According to TreeHugger.com, Denmark’s WeFood grocery store, located in Copenhagen, has a different proposal. Instead of wasting mislabeled products, ugly produce, or items that come in damaged packaging, the brand new grocer wants to offer consumers a choice — and everyone is cheering it.
Each year, TreeHugger reports, 163,000 tons of food are discarded by Danish grocers. In many cases, discarded products aren’t necessarily bad. Instead, consumers are wasting “treats for a holiday that happened last week, a ripped box of cornflakes, plain white rice mislabeled as basmati, or anything nearing its expiration date.”
With that in mind, the WeFood founders decided to sell these perfectly fine products that don’t pass the standards of what consumers usually expect from a typical grocery store. They created a business model based on the idea that consumers have a choice, and if those consumers are comfortable with the fact that what they are consuming may not be ‘acceptable’ elsewhere, they are free to purchase that food.
According to TreeHugger, WeFood is a non-profit run by volunteers and members of DanChurchAid, a charity that “assists the world’s poorest to lead a life in dignity.” DanChurchAid’s Per Bjerre explains that the organization decided to avoid labeling WeFood as a “social supermarket” because “it’s difficult to get customers to go there. Who wants to be poor?”
“If you want to stop [the] waste of food, everybody has to be into it.”
Unlike grocers that focus on selling surplus food to people with limited means, or so-called “social supermarkets,” WeFood targets the general public.
According to NPR, the idea is a hit.

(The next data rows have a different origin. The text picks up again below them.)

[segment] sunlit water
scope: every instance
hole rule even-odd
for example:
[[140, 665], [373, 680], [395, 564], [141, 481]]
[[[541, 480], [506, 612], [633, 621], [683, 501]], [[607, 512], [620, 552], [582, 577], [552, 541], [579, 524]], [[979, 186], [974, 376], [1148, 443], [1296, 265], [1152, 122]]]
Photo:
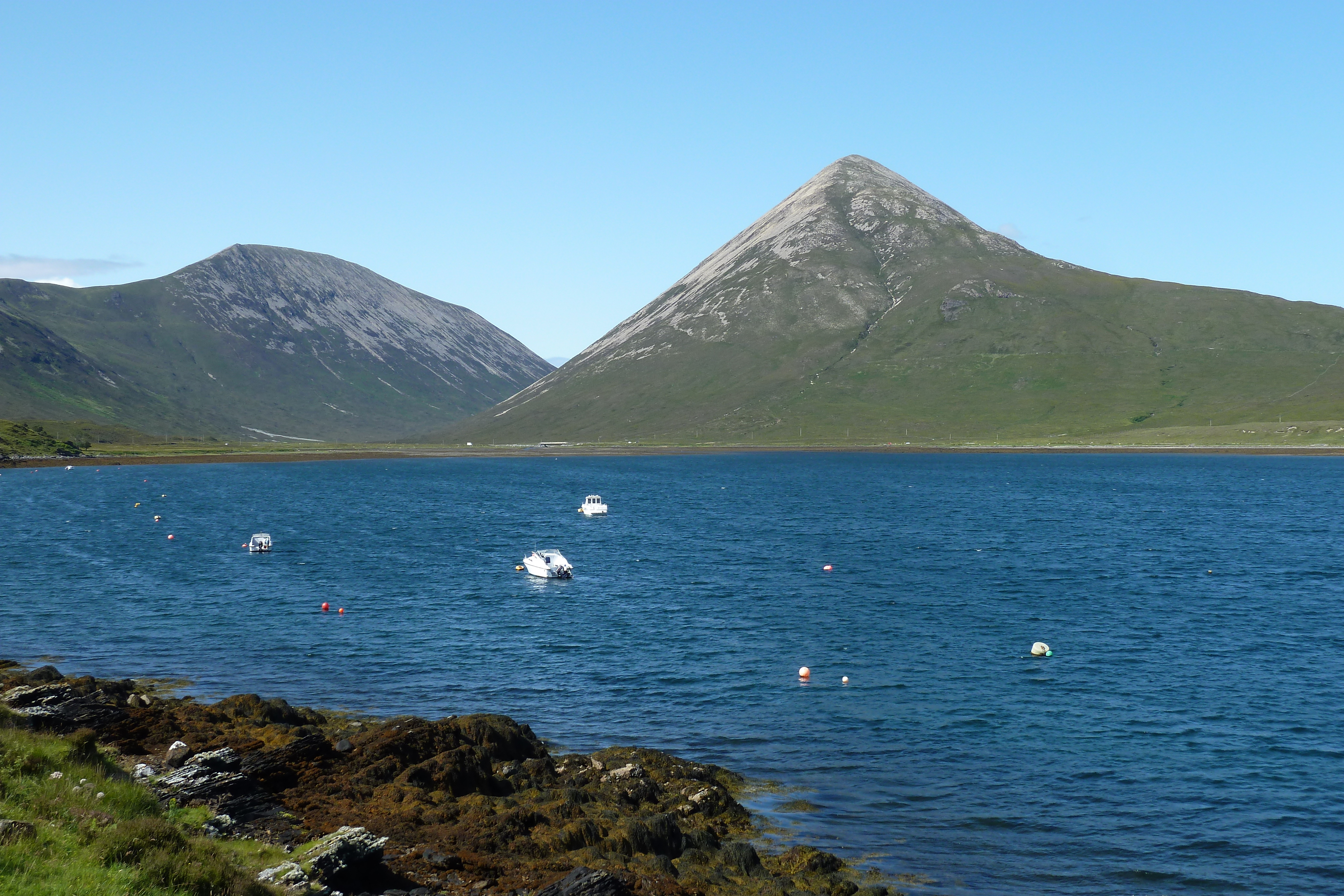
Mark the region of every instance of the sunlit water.
[[718, 762], [918, 892], [1339, 893], [1341, 490], [1265, 457], [7, 469], [0, 656]]

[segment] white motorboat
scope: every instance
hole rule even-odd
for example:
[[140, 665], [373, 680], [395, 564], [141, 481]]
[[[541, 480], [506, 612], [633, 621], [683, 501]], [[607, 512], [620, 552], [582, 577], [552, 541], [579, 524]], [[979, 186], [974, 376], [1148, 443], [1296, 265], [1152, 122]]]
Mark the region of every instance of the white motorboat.
[[602, 502], [602, 496], [590, 494], [583, 498], [583, 504], [579, 505], [579, 513], [583, 516], [606, 516], [606, 504]]
[[532, 551], [523, 557], [523, 567], [543, 579], [573, 579], [574, 564], [559, 551]]

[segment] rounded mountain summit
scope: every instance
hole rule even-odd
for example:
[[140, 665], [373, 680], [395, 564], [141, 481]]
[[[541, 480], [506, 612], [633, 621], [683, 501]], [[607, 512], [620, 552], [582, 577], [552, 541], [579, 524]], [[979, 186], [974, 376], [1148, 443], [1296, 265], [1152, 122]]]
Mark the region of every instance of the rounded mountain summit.
[[0, 279], [0, 416], [237, 439], [391, 439], [555, 369], [480, 314], [347, 261], [230, 246], [73, 289]]
[[1344, 418], [1344, 309], [1031, 253], [828, 165], [559, 369], [433, 441], [921, 442]]

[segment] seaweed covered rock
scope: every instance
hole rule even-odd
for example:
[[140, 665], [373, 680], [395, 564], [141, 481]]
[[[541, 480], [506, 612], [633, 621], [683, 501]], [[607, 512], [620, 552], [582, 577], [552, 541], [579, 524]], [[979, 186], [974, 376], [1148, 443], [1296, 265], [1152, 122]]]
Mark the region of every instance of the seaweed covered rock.
[[629, 896], [629, 893], [630, 888], [616, 875], [579, 865], [536, 896]]
[[[112, 709], [81, 727], [120, 751], [164, 805], [210, 807], [211, 836], [285, 846], [324, 838], [294, 857], [302, 883], [294, 868], [274, 870], [289, 887], [831, 896], [855, 877], [809, 846], [758, 853], [737, 799], [742, 776], [657, 750], [552, 756], [531, 728], [499, 715], [360, 720], [257, 695], [199, 704], [134, 681], [0, 662], [0, 704], [12, 712], [71, 701]], [[165, 752], [179, 743], [172, 768]]]

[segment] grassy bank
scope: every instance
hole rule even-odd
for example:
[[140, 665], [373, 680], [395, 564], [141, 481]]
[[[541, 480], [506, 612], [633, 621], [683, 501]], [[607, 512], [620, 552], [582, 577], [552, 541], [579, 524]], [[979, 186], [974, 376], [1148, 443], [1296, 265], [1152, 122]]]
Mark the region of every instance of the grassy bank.
[[160, 809], [93, 732], [7, 725], [0, 709], [0, 818], [32, 823], [0, 842], [0, 896], [270, 896], [259, 869], [284, 853], [200, 836], [204, 809]]

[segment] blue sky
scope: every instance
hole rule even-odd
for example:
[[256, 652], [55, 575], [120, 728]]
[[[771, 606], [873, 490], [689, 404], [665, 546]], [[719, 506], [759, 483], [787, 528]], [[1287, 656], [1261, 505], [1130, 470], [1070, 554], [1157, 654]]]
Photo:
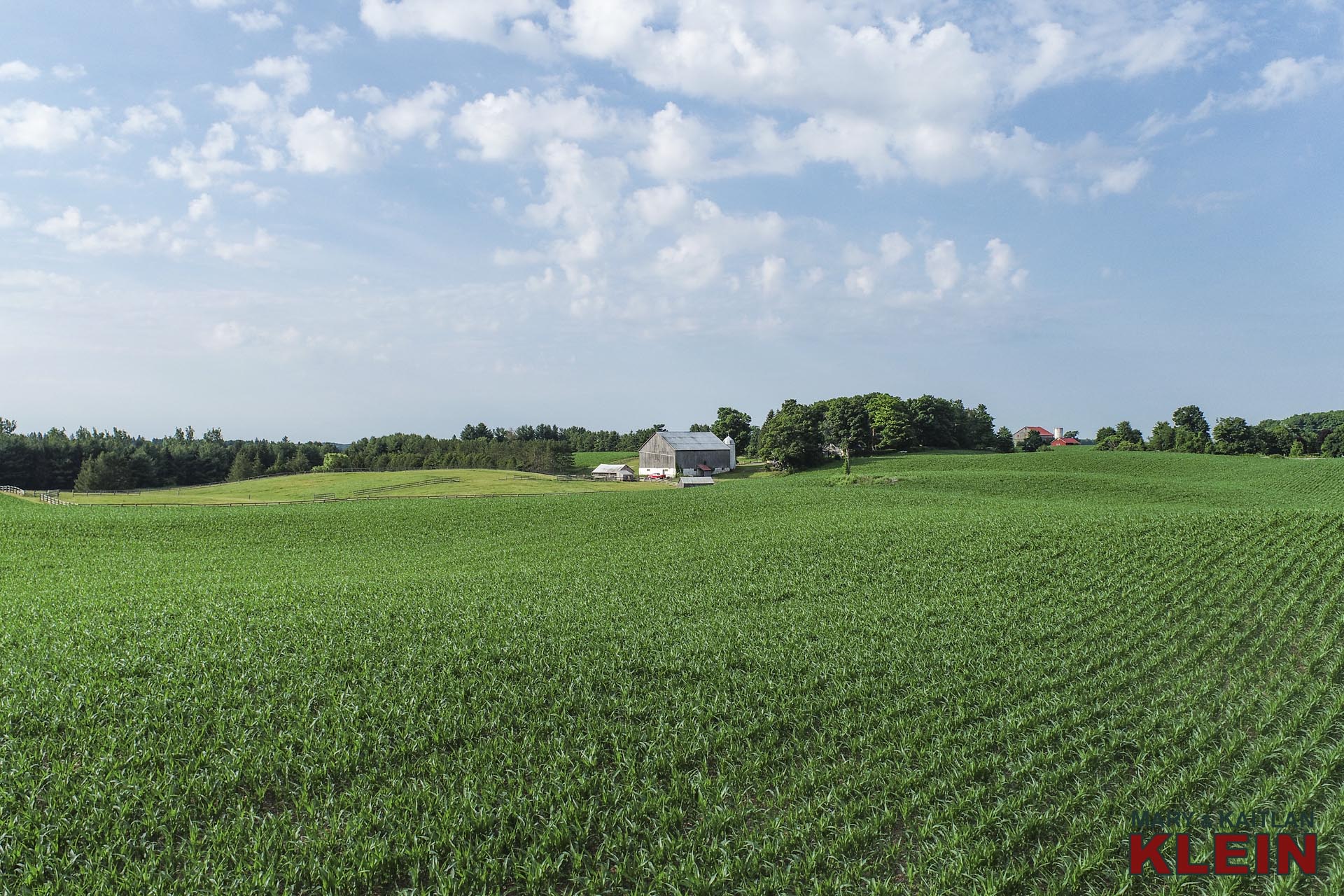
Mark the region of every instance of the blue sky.
[[1344, 404], [1344, 11], [4, 4], [0, 415]]

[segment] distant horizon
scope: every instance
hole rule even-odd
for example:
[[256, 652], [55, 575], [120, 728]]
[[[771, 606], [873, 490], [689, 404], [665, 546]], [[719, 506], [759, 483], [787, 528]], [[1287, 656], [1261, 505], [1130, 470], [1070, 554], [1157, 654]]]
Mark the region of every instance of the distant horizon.
[[[870, 391], [875, 391], [875, 390], [870, 390]], [[867, 392], [851, 392], [849, 395], [866, 395], [866, 394]], [[923, 395], [923, 392], [921, 395]], [[837, 398], [837, 396], [828, 395], [825, 398]], [[918, 398], [918, 396], [905, 396], [903, 395], [900, 398]], [[943, 395], [943, 396], [939, 396], [939, 398], [948, 398], [950, 400], [956, 400], [957, 396]], [[782, 400], [786, 400], [786, 399], [781, 399], [780, 403], [782, 403]], [[802, 399], [798, 399], [798, 400], [802, 400]], [[823, 399], [813, 399], [813, 400], [823, 400]], [[966, 407], [976, 407], [976, 404], [980, 404], [980, 402], [966, 402], [965, 399], [962, 399], [962, 400], [966, 404]], [[767, 408], [767, 410], [778, 410], [780, 403], [775, 403], [771, 408]], [[809, 403], [810, 404], [812, 402], [804, 402], [804, 403]], [[1328, 411], [1339, 410], [1339, 408], [1325, 408], [1325, 407], [1322, 407], [1322, 408], [1293, 411], [1292, 414], [1281, 414], [1281, 415], [1277, 415], [1277, 416], [1258, 416], [1258, 418], [1251, 418], [1251, 416], [1246, 416], [1245, 414], [1216, 414], [1215, 415], [1215, 414], [1211, 414], [1207, 407], [1200, 406], [1198, 402], [1193, 402], [1193, 404], [1199, 406], [1204, 411], [1204, 416], [1208, 418], [1210, 424], [1212, 424], [1216, 419], [1223, 418], [1223, 416], [1242, 416], [1242, 418], [1246, 419], [1247, 423], [1255, 424], [1255, 423], [1261, 423], [1263, 420], [1282, 420], [1282, 419], [1288, 419], [1290, 416], [1296, 416], [1298, 414], [1317, 414], [1317, 412], [1328, 412]], [[720, 407], [720, 406], [716, 406], [714, 410], [716, 411], [718, 407]], [[722, 406], [722, 407], [732, 407], [732, 406]], [[746, 411], [746, 408], [737, 408], [737, 410]], [[993, 408], [992, 407], [988, 407], [988, 410], [989, 410], [991, 414], [993, 414]], [[750, 414], [750, 411], [746, 411], [746, 412]], [[0, 416], [5, 416], [5, 415], [0, 414]], [[288, 437], [290, 439], [290, 442], [321, 442], [321, 443], [331, 443], [331, 445], [352, 445], [352, 443], [355, 443], [355, 442], [358, 442], [359, 439], [363, 439], [363, 438], [378, 438], [378, 437], [383, 437], [383, 435], [394, 435], [396, 433], [401, 433], [401, 434], [405, 434], [405, 435], [429, 435], [429, 437], [441, 438], [441, 439], [457, 438], [457, 435], [461, 434], [462, 427], [470, 426], [470, 424], [474, 424], [474, 423], [485, 423], [491, 429], [503, 427], [505, 430], [513, 430], [513, 429], [516, 429], [519, 426], [528, 426], [528, 424], [535, 426], [538, 423], [551, 423], [551, 424], [555, 424], [555, 426], [558, 426], [560, 429], [566, 429], [569, 426], [582, 426], [583, 429], [586, 429], [589, 431], [616, 431], [616, 433], [622, 433], [624, 434], [624, 433], [634, 433], [634, 431], [638, 431], [641, 429], [653, 426], [655, 423], [663, 422], [667, 430], [673, 431], [673, 433], [684, 433], [684, 431], [688, 431], [691, 429], [691, 426], [712, 424], [714, 423], [714, 416], [715, 416], [714, 414], [708, 414], [704, 419], [692, 420], [691, 423], [687, 423], [684, 426], [673, 426], [673, 424], [663, 422], [663, 420], [648, 420], [648, 422], [641, 423], [638, 426], [628, 426], [628, 427], [589, 426], [586, 423], [573, 423], [573, 422], [566, 422], [566, 420], [550, 420], [550, 419], [546, 419], [546, 420], [543, 420], [543, 419], [515, 420], [512, 423], [501, 423], [499, 420], [491, 420], [491, 419], [474, 419], [474, 420], [464, 420], [462, 423], [457, 424], [456, 427], [452, 427], [450, 431], [434, 431], [434, 430], [405, 429], [403, 427], [403, 429], [391, 429], [391, 430], [378, 431], [378, 433], [364, 433], [364, 434], [356, 435], [353, 438], [343, 438], [343, 439], [323, 439], [323, 438], [296, 437], [293, 433], [278, 433], [278, 434], [274, 434], [274, 435], [273, 434], [231, 435], [230, 430], [227, 427], [218, 427], [218, 429], [220, 430], [220, 435], [226, 441], [243, 441], [243, 442], [249, 442], [249, 441], [253, 441], [253, 439], [265, 439], [265, 441], [278, 442], [280, 439]], [[761, 414], [761, 416], [755, 416], [754, 414], [750, 414], [750, 416], [751, 416], [751, 424], [753, 426], [761, 426], [761, 423], [765, 420], [765, 414]], [[13, 418], [9, 418], [9, 419], [13, 419]], [[1040, 426], [1040, 427], [1044, 427], [1047, 430], [1054, 430], [1058, 426], [1058, 427], [1060, 427], [1060, 429], [1063, 429], [1066, 431], [1068, 431], [1068, 430], [1078, 430], [1078, 438], [1079, 439], [1091, 439], [1093, 437], [1095, 437], [1097, 430], [1099, 430], [1101, 427], [1103, 427], [1103, 426], [1114, 426], [1116, 423], [1118, 423], [1120, 420], [1124, 420], [1124, 419], [1129, 419], [1130, 424], [1133, 424], [1134, 429], [1142, 431], [1144, 435], [1148, 435], [1150, 433], [1150, 430], [1152, 430], [1153, 423], [1157, 423], [1160, 420], [1168, 420], [1169, 422], [1171, 420], [1171, 414], [1168, 412], [1168, 415], [1165, 418], [1157, 418], [1157, 419], [1154, 419], [1154, 420], [1152, 420], [1152, 422], [1149, 422], [1146, 424], [1144, 424], [1144, 423], [1141, 423], [1138, 420], [1130, 419], [1130, 418], [1118, 416], [1114, 420], [1107, 420], [1107, 422], [1103, 422], [1103, 423], [1098, 423], [1097, 426], [1094, 426], [1091, 429], [1079, 429], [1079, 427], [1075, 427], [1075, 426], [1066, 426], [1066, 424], [1062, 424], [1062, 423], [1040, 423], [1040, 422], [1035, 422], [1035, 423], [1034, 422], [1023, 422], [1023, 423], [1012, 424], [1012, 423], [1005, 422], [1005, 420], [1003, 420], [1003, 419], [1000, 419], [1000, 418], [996, 416], [995, 418], [995, 427], [997, 429], [1000, 426], [1007, 426], [1008, 430], [1016, 433], [1017, 430], [1020, 430], [1024, 426]], [[42, 429], [27, 427], [27, 426], [24, 426], [23, 420], [16, 420], [16, 423], [17, 423], [17, 431], [23, 433], [24, 435], [28, 435], [28, 434], [32, 434], [32, 433], [43, 434], [43, 433], [48, 433], [52, 429], [51, 426], [44, 426]], [[179, 424], [173, 424], [173, 426], [167, 427], [161, 433], [151, 433], [149, 430], [136, 430], [133, 427], [128, 429], [128, 427], [121, 426], [118, 423], [113, 423], [113, 424], [106, 426], [106, 427], [103, 427], [101, 424], [94, 426], [94, 424], [89, 424], [89, 423], [79, 423], [79, 424], [75, 424], [75, 426], [60, 426], [60, 424], [56, 424], [54, 429], [56, 429], [56, 430], [65, 430], [67, 435], [73, 437], [74, 433], [79, 429], [79, 426], [86, 426], [90, 430], [97, 429], [98, 431], [102, 431], [102, 433], [110, 433], [113, 429], [120, 429], [120, 430], [128, 433], [132, 437], [146, 438], [146, 439], [159, 439], [159, 438], [172, 437], [173, 433], [179, 429]], [[196, 438], [200, 438], [202, 434], [204, 434], [207, 430], [215, 429], [214, 426], [195, 426], [195, 424], [187, 424], [187, 423], [180, 424], [180, 429], [185, 430], [187, 426], [192, 426]]]
[[1331, 0], [7, 16], [26, 431], [629, 431], [855, 383], [1079, 433], [1341, 403]]

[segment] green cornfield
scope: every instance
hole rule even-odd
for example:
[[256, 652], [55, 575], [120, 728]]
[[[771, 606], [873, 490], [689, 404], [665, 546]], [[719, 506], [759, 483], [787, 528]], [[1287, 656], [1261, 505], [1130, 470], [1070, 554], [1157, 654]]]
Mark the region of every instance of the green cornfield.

Ever since WeFood opened its doors on February 22, people have been “lining the sidewalks each day” to shop there. But the success comes with new problems. According to TreeHugger, the store is running out of food almost every day — something DanChurchAid volunteers didn’t expect.
Some of the customers who visit WeFood, TreeHugger reports, “are low-income people looking for a deal,” but often, they visit WeFood mostly “for more political reasons.”
Recently, France made it illegal for supermarkets to throw out unsold food, but the effort in Denmark is different. Instead of pressuring government authorities to impose this approach on all other grocers, WeFood is quickly becoming a hub for “unloved food,” boosting the local economy and providing a major boost to consumers’ power of choice.
“While all other animals are unconditionally driven by the impulse to preserve their own lives and by the impulse of proliferation,” the late economist Ludwig von Mises wrote in his celebrated book, Human Action, “man has the power to master even these impulses.”
Man, Mises concluded, “is capable of dying for a cause or of committing suicide. To live is for man the outcome of a choice, of a judgment of value.”
Mises’ words aptly describe the current movement to conserve food and help distribute resources in Denmark more efficiently — and with the project’s great success, maybe more will follow.